There’s a scene in Star Wars “Episode III: Revenge of the Sith” when Yoda and Obi-Wan-Kenobi learn about Anakin’s treachery and the horrific massacre at the Jedi temple. Yoda says, “In a dark place we find ourselves…a little more knowledge might light our way.” It’s a line that, in many ways, sums up what the iconic film is about: darkness vs. light, good vs. evil, order vs. chaos, and ultimately, the notion of knowledge as power.
For companies trying to navigate a difficult risk landscape, knowledge is everything – particularly when it’s in the form of timely risk intelligence and insights that can offer stakeholders a clear view of the road ahead, and enable them to make better-informed business decisions.
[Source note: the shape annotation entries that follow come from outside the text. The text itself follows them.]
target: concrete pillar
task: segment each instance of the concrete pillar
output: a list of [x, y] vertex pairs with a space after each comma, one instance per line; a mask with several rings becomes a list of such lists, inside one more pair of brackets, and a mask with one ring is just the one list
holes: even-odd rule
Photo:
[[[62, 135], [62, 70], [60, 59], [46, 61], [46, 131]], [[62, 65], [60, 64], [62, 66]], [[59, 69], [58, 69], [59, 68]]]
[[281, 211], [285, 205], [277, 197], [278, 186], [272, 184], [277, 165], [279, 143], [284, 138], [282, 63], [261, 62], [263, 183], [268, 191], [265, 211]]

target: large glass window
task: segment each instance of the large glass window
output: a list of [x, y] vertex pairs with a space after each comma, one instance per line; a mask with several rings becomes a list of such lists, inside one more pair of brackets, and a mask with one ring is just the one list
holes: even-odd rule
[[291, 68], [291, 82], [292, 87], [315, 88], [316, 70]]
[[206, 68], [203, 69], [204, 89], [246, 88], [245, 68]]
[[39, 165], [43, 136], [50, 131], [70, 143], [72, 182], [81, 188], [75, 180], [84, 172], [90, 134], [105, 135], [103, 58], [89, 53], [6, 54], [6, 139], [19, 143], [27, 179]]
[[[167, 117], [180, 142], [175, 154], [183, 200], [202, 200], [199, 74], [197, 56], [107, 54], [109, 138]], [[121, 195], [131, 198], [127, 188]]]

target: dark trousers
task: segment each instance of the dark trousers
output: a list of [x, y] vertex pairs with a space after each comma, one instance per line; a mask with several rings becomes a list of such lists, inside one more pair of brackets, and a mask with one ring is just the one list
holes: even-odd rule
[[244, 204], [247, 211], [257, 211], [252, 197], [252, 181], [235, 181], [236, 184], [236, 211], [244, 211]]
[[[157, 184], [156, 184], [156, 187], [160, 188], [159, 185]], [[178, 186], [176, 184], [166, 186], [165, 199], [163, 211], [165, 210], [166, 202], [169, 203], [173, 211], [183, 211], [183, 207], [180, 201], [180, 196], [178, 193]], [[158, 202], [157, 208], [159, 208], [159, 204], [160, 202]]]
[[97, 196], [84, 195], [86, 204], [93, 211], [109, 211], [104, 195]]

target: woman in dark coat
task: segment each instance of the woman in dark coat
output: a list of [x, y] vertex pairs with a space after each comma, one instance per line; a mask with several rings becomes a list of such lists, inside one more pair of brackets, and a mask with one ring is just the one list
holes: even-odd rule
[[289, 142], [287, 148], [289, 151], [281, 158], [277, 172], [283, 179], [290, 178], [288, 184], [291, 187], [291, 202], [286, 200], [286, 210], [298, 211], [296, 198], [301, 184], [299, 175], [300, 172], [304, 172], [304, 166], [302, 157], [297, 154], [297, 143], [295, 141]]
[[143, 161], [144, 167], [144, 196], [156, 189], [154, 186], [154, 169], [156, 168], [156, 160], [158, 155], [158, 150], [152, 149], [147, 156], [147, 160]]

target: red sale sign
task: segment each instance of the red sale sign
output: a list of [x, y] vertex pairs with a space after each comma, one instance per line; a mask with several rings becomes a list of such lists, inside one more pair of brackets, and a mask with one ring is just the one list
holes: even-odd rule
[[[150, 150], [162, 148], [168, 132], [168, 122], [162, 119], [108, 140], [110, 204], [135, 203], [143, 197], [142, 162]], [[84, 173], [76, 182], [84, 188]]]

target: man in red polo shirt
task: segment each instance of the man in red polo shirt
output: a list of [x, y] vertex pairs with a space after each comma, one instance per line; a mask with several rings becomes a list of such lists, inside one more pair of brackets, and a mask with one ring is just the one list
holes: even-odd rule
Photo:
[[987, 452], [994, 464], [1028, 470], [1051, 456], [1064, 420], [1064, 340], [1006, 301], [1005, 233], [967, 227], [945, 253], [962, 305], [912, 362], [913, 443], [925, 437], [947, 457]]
There is a caveat though. Risk intelligence is only as good as the data from which it was drawn. In other words, if companies don’t have accurate, comprehensive, or sufficient risk data, they may not be able to make risk-intelligent decisions. And therein lies the challenge.
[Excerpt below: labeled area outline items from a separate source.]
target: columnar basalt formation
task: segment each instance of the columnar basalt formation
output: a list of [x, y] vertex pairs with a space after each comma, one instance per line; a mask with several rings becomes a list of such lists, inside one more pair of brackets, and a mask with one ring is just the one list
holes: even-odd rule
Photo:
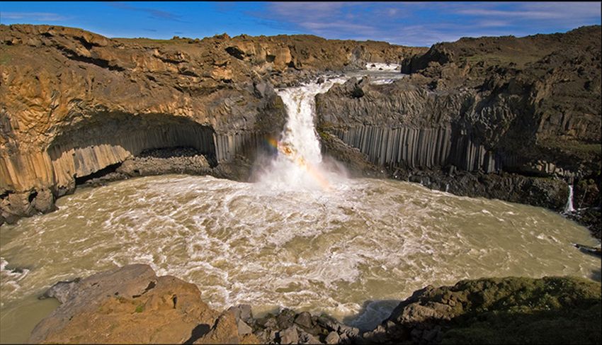
[[[554, 177], [581, 183], [581, 205], [599, 207], [601, 36], [598, 26], [435, 45], [404, 60], [409, 75], [392, 84], [353, 79], [318, 95], [318, 131], [326, 149], [336, 137], [391, 175]], [[538, 205], [561, 210], [568, 189], [555, 189], [563, 195]]]
[[252, 157], [285, 120], [273, 85], [424, 50], [309, 35], [109, 39], [0, 26], [0, 224], [52, 210], [76, 179], [144, 149], [190, 147], [220, 164]]

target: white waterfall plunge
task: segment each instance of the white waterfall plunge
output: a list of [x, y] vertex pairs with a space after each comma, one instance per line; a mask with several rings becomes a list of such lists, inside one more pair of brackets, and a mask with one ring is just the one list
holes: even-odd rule
[[324, 166], [318, 134], [314, 125], [315, 96], [347, 78], [335, 78], [322, 84], [311, 83], [277, 91], [286, 108], [288, 120], [278, 140], [271, 140], [278, 157], [259, 181], [278, 189], [329, 190], [341, 179]]
[[575, 212], [573, 208], [573, 185], [569, 186], [569, 200], [567, 200], [567, 205], [564, 206], [564, 213]]

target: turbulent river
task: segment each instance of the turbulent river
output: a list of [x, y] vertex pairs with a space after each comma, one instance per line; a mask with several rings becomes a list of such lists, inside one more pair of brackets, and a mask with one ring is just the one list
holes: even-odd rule
[[257, 182], [135, 179], [79, 190], [56, 212], [3, 225], [1, 341], [27, 339], [57, 305], [35, 298], [56, 281], [134, 263], [197, 284], [217, 310], [288, 307], [360, 327], [428, 284], [599, 279], [599, 259], [572, 245], [596, 241], [552, 212], [329, 172], [313, 99], [339, 80], [278, 91], [290, 119]]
For years, companies have looked at Enterprise Risk Management (ERM) from a “process engineering” perspective – putting in place procedures and controls across the enterprise, and ensuring that they are followed. However, with the rapid increase in both the sources and quantum of risk data, ERM has metamorphosed into a data science problem. It requires that companies be able to swiftly aggregate, consolidate, filter, and sift through risk information from various sources to arrive at a true picture of their risk profile.
This approach is particularly important in a world where corporate risk profiles are only growing more extensive and complex. Companies need better risk clarity, visibility, and simplicity through better data aggregation and reporting frameworks. Echoing this notion are a growing number of regulations such as BCBS 239 which requires that banks be able to integrate risk information in a manner that supports accurate and timely risk reporting.
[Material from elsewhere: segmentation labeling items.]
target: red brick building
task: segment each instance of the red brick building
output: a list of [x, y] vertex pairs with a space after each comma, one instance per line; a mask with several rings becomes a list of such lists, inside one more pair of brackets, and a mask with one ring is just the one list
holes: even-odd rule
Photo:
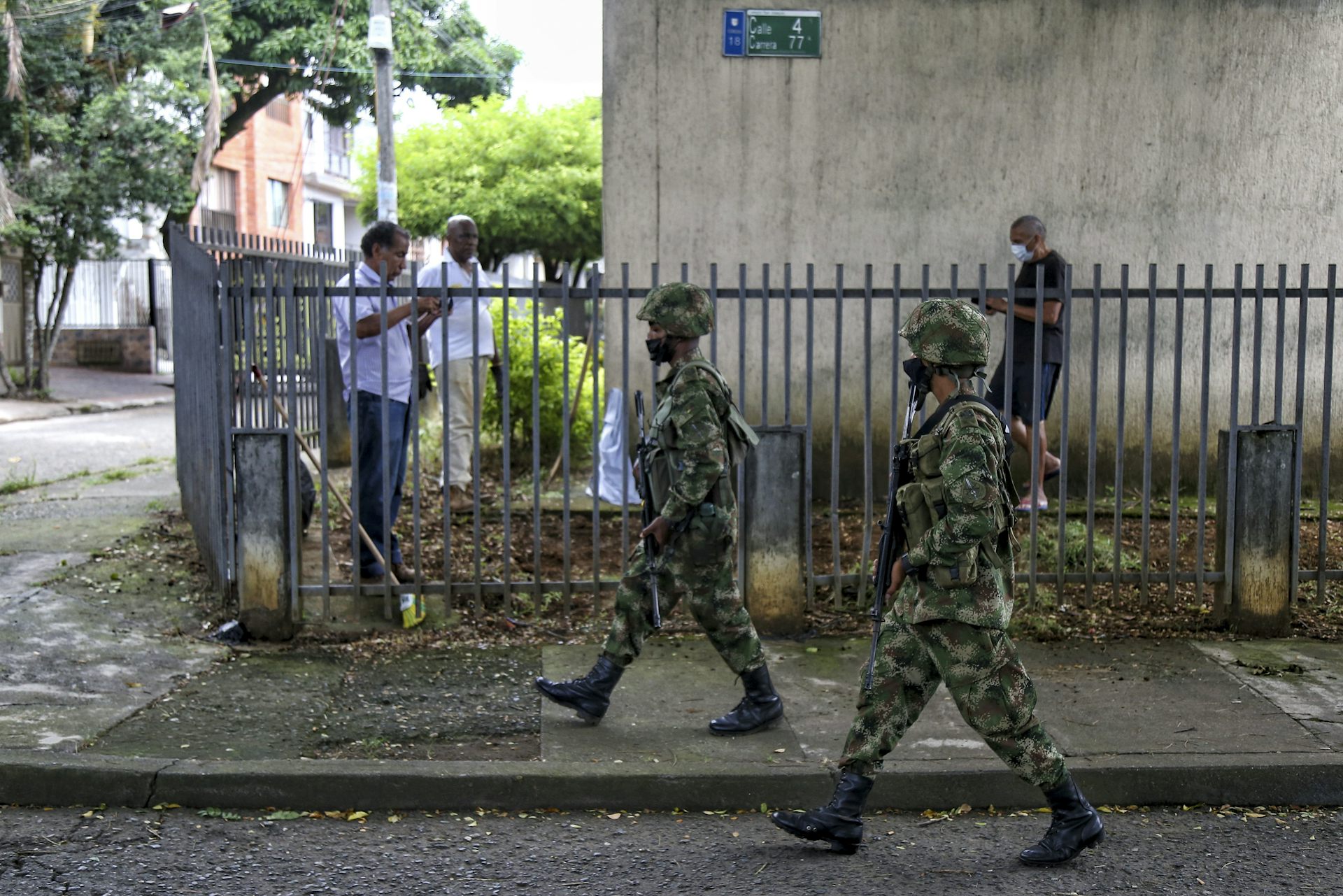
[[304, 242], [304, 102], [277, 97], [220, 146], [191, 223]]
The challenge, however, is the unprecedented volumes of risk data flowing in from both inside and outside the enterprise. There is data everywhere—be it in business lines and processes, or areas of compliance and audit findings, or key risk indicators and risk scenarios. How does one make sense of this data, bring it all together, and gain a complete and clear understanding of the organization’s risk profile?Download a Insight
Building a Risk Data Model
To comply with these five principles—to aggregate risk data in a way that supports and strengthens risk reporting—companies need to be able to bring together all the various components of the risk universe into a “single source of truth” or a centralized data model. This risk universe then needs to be mapped to the other universes in the organization, including the business universe, compliance universe, and audit universe (Figure 1). By integrating all this data in a single, structured framework, stakeholders will have a clear view of the risks that affect the organization, as well as their impact on each other and on business objectives, audits, compliance processes, and other data elements.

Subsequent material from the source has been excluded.